Show HN: Lighthearted, novice-friendly, storytelling-focused roleplaying game - rayalez
https://playmirage.io
======
rayalez
This is a little hobby project I'm working on, and I'm really proud of how it
turned out.

Mirage is a lighthearted, social, easy to learn roleplaying game, focused on
storytelling, improvisation, imagination and creativity. Your goal is to make
up and play out a fun story. You will go on adventures, complete quests, find
treasure, slay dragons, and gain awesome powers.

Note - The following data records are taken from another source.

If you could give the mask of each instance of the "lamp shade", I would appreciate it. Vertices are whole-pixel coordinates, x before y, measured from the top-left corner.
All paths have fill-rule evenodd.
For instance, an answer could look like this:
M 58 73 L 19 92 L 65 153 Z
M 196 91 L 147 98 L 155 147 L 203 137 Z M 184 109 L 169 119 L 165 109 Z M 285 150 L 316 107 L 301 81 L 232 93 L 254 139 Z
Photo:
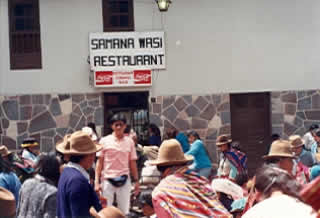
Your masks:
M 158 4 L 159 11 L 167 11 L 171 0 L 156 0 L 156 2 Z

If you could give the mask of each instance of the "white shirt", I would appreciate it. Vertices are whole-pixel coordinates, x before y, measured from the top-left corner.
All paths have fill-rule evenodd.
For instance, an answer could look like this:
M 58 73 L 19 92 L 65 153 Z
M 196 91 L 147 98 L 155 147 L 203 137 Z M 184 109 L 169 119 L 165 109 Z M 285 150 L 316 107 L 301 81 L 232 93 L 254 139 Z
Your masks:
M 288 195 L 277 195 L 259 202 L 242 218 L 316 218 L 312 207 Z

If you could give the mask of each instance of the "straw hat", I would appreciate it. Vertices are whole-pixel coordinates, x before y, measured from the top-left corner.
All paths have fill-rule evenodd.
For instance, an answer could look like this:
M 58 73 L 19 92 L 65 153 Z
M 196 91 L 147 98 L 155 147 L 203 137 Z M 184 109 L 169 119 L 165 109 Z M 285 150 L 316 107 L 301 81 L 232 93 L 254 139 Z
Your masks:
M 270 151 L 268 155 L 264 155 L 263 159 L 270 159 L 273 157 L 289 157 L 295 158 L 291 151 L 291 144 L 287 140 L 276 140 L 271 144 Z
M 299 135 L 292 135 L 289 137 L 289 142 L 292 148 L 302 147 L 304 145 L 304 140 Z
M 221 135 L 216 140 L 216 145 L 221 146 L 232 142 L 232 139 L 229 138 L 228 135 Z
M 36 141 L 35 138 L 26 138 L 23 140 L 21 147 L 23 148 L 30 148 L 30 147 L 36 147 L 39 143 Z
M 0 214 L 1 217 L 13 217 L 16 213 L 14 195 L 5 188 L 0 187 Z
M 162 142 L 157 159 L 150 161 L 150 164 L 158 166 L 179 165 L 192 160 L 193 156 L 185 155 L 176 139 L 169 139 Z
M 217 178 L 212 180 L 211 187 L 216 192 L 222 192 L 230 195 L 233 199 L 243 198 L 242 188 L 229 179 Z
M 85 155 L 100 151 L 102 145 L 92 141 L 87 133 L 76 131 L 71 135 L 66 135 L 63 141 L 56 145 L 56 149 L 62 154 Z
M 90 208 L 90 214 L 95 218 L 125 218 L 124 214 L 116 207 L 110 206 L 99 211 Z
M 2 157 L 6 157 L 11 153 L 12 152 L 8 150 L 7 146 L 5 146 L 5 145 L 1 145 L 0 146 L 0 154 L 1 154 Z

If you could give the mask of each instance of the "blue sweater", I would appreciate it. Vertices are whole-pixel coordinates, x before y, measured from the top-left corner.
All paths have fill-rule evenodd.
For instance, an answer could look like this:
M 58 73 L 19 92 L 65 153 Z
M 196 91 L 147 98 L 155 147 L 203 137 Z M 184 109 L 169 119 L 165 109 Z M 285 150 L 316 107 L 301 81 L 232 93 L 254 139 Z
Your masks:
M 186 154 L 194 157 L 193 162 L 196 170 L 211 167 L 210 158 L 201 140 L 194 141 Z
M 12 192 L 17 204 L 19 200 L 19 191 L 21 188 L 21 183 L 17 175 L 14 172 L 10 172 L 10 173 L 1 172 L 0 186 Z
M 91 206 L 97 211 L 102 209 L 98 196 L 88 180 L 77 169 L 64 168 L 58 184 L 57 216 L 90 217 Z
M 189 151 L 190 145 L 188 142 L 188 138 L 185 134 L 183 134 L 182 132 L 179 132 L 179 134 L 176 136 L 176 139 L 180 142 L 183 153 L 186 153 L 187 151 Z

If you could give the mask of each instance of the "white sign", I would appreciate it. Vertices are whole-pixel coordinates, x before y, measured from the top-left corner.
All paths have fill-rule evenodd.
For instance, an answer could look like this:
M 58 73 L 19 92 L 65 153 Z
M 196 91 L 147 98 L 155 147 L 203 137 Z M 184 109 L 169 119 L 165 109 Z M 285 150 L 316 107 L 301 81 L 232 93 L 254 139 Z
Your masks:
M 90 33 L 93 71 L 165 69 L 164 32 Z

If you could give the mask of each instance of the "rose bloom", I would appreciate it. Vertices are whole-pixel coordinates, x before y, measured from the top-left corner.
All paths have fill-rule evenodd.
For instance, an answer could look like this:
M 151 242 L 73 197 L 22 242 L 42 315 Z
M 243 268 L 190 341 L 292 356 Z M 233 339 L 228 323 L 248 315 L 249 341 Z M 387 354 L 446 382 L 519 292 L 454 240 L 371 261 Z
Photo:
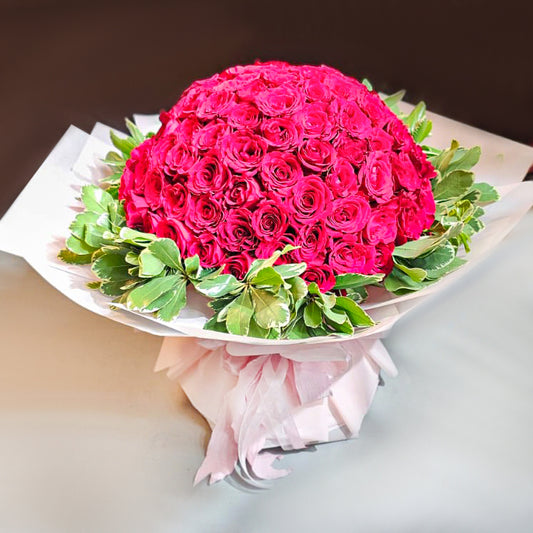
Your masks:
M 319 139 L 304 141 L 300 146 L 298 156 L 307 168 L 318 172 L 331 168 L 337 158 L 333 146 Z
M 196 149 L 187 144 L 176 144 L 167 152 L 163 170 L 168 176 L 185 174 L 198 161 Z
M 298 119 L 307 137 L 317 137 L 327 141 L 333 136 L 333 125 L 325 104 L 307 104 L 298 114 Z
M 213 193 L 226 187 L 229 172 L 216 152 L 202 156 L 189 171 L 188 187 L 195 194 Z
M 195 230 L 215 231 L 223 218 L 220 202 L 207 194 L 187 198 L 185 222 Z
M 302 129 L 289 118 L 272 118 L 261 122 L 261 134 L 272 148 L 291 150 L 300 144 Z
M 364 230 L 367 244 L 393 243 L 397 233 L 397 206 L 387 204 L 374 209 Z
M 183 218 L 187 211 L 189 193 L 183 183 L 165 184 L 163 187 L 163 208 L 165 213 Z
M 204 268 L 217 267 L 224 262 L 225 253 L 212 233 L 200 233 L 189 243 L 190 255 L 198 254 Z
M 293 154 L 273 151 L 263 158 L 260 174 L 268 189 L 283 193 L 301 180 L 303 171 Z
M 228 123 L 234 128 L 255 129 L 260 122 L 259 109 L 250 103 L 233 104 L 228 110 Z
M 362 244 L 355 235 L 335 239 L 329 254 L 329 265 L 338 274 L 370 274 L 374 270 L 374 260 L 374 247 Z
M 307 283 L 315 282 L 322 292 L 327 292 L 335 286 L 335 274 L 328 265 L 307 265 L 307 269 L 302 274 L 302 278 Z
M 326 258 L 326 251 L 330 247 L 329 231 L 322 221 L 302 226 L 294 241 L 296 250 L 292 252 L 296 261 L 306 263 L 322 263 Z
M 267 151 L 262 137 L 248 131 L 230 133 L 221 142 L 224 162 L 236 172 L 255 170 Z
M 231 252 L 242 252 L 252 249 L 257 237 L 252 227 L 252 213 L 239 207 L 232 209 L 225 221 L 218 227 L 218 240 Z
M 341 236 L 361 231 L 369 217 L 370 204 L 366 198 L 363 195 L 349 196 L 333 200 L 326 224 L 332 235 Z
M 247 253 L 230 255 L 224 261 L 224 274 L 232 274 L 237 279 L 243 279 L 252 264 L 252 258 Z
M 248 174 L 231 174 L 224 190 L 223 200 L 228 207 L 250 207 L 261 199 L 258 181 Z
M 180 220 L 175 218 L 162 219 L 157 224 L 155 234 L 158 237 L 172 239 L 178 245 L 180 252 L 185 256 L 188 255 L 189 243 L 192 241 L 193 236 L 191 231 Z
M 348 196 L 359 189 L 359 179 L 347 159 L 337 159 L 326 176 L 326 184 L 335 196 Z
M 194 132 L 192 143 L 197 150 L 218 148 L 220 139 L 230 130 L 226 122 L 211 122 Z
M 306 176 L 294 186 L 289 206 L 296 221 L 312 224 L 329 213 L 331 191 L 318 176 Z
M 262 200 L 252 214 L 252 228 L 260 239 L 278 240 L 288 225 L 287 213 L 279 200 Z
M 267 89 L 257 95 L 257 106 L 270 117 L 290 115 L 301 105 L 301 93 L 289 85 Z
M 392 167 L 387 153 L 370 152 L 359 175 L 371 199 L 387 202 L 394 193 Z

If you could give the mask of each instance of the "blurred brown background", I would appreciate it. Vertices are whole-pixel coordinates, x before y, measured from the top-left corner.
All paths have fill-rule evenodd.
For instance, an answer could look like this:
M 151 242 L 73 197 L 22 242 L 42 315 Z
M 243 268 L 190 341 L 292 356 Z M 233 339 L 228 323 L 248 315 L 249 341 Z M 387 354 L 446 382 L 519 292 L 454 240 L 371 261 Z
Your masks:
M 0 0 L 0 214 L 75 124 L 121 127 L 255 59 L 327 63 L 533 141 L 533 3 Z

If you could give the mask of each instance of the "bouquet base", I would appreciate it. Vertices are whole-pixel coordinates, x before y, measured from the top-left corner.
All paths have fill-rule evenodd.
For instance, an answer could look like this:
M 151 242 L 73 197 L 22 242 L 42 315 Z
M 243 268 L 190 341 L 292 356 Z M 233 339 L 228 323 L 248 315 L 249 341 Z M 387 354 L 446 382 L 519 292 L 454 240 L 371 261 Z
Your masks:
M 319 349 L 320 360 L 300 360 L 295 346 L 164 340 L 155 370 L 166 369 L 179 382 L 213 431 L 195 483 L 235 471 L 261 486 L 288 473 L 273 468 L 279 455 L 268 449 L 300 450 L 358 436 L 381 370 L 394 376 L 396 368 L 379 339 Z M 309 358 L 309 347 L 304 351 Z

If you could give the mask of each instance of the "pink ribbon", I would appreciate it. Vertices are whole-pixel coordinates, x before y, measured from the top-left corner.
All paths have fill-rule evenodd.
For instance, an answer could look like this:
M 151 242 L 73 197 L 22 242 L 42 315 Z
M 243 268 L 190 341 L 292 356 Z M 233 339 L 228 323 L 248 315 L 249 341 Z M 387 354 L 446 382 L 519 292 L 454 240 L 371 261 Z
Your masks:
M 268 448 L 299 450 L 357 436 L 380 370 L 396 372 L 375 339 L 323 345 L 323 360 L 320 353 L 302 360 L 302 347 L 272 350 L 278 348 L 281 353 L 265 353 L 264 346 L 165 339 L 156 370 L 178 380 L 213 429 L 195 484 L 236 471 L 262 486 L 261 480 L 289 473 L 273 467 L 279 455 Z

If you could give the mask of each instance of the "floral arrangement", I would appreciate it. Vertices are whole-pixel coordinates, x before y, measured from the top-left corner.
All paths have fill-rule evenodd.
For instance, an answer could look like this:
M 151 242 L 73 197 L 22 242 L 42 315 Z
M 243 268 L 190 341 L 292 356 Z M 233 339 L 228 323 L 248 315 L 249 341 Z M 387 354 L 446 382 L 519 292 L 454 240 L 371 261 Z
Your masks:
M 495 189 L 479 147 L 426 146 L 425 105 L 402 114 L 326 66 L 258 63 L 193 83 L 155 134 L 112 133 L 112 174 L 59 257 L 89 286 L 172 321 L 187 287 L 205 328 L 263 339 L 352 335 L 368 288 L 418 291 L 458 268 Z

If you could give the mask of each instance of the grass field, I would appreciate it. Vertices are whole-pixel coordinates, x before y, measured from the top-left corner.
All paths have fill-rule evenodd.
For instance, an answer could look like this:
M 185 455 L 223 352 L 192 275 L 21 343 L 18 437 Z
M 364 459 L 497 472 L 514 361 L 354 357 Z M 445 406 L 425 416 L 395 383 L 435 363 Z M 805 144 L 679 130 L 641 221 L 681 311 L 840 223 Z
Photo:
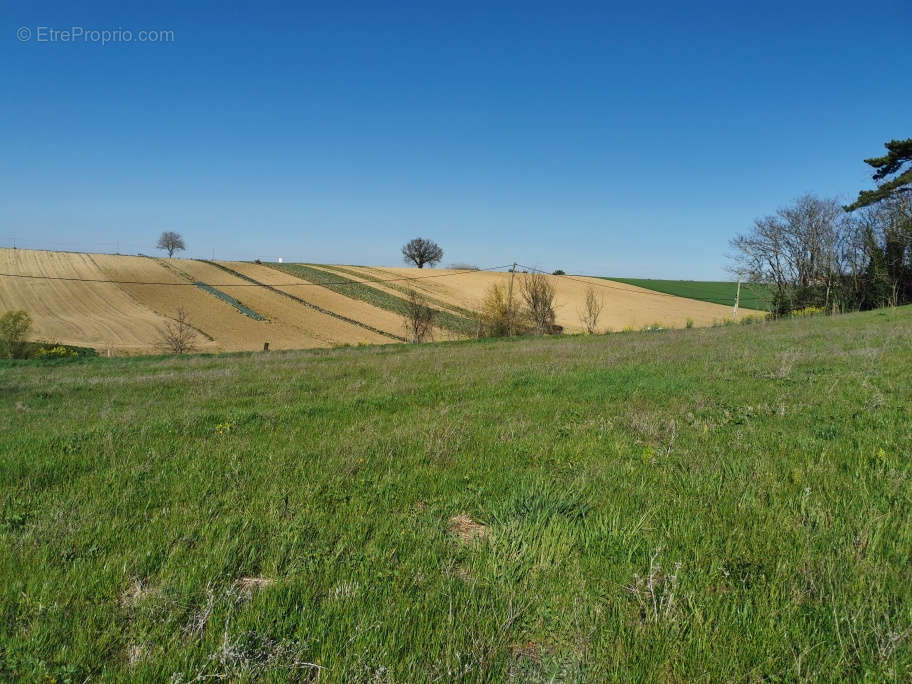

Mirage is made for the people who, like me, enjoy the social/creative aspects
of Dungeons and Dragons, but don’t like the countless arguments over the
intricate rules, the painfully slow combat encounters, and all the tedious
arithmetics.

It’s perfect for people who want to get started with roleplaying but have no
experience, and it’s great for getting your non-gamer friends or kids into
RPGs. It’s great for improvisers and storytellers who want to focus on playing
a fun long-form improv game, without the complicated rules getting in the way.

The rules are very simple, but deep and interesting enough for the experienced
players to play over a long period of time.

Players can create a character and begin playing in 15 minutes. For GMs we
have a collection of adventures that are easy to prepare and run:
[https://rpgadventures.io](https://rpgadventures.io)

You can play it in-person or over discord. It's super fun, and I hope you guys
enjoy it!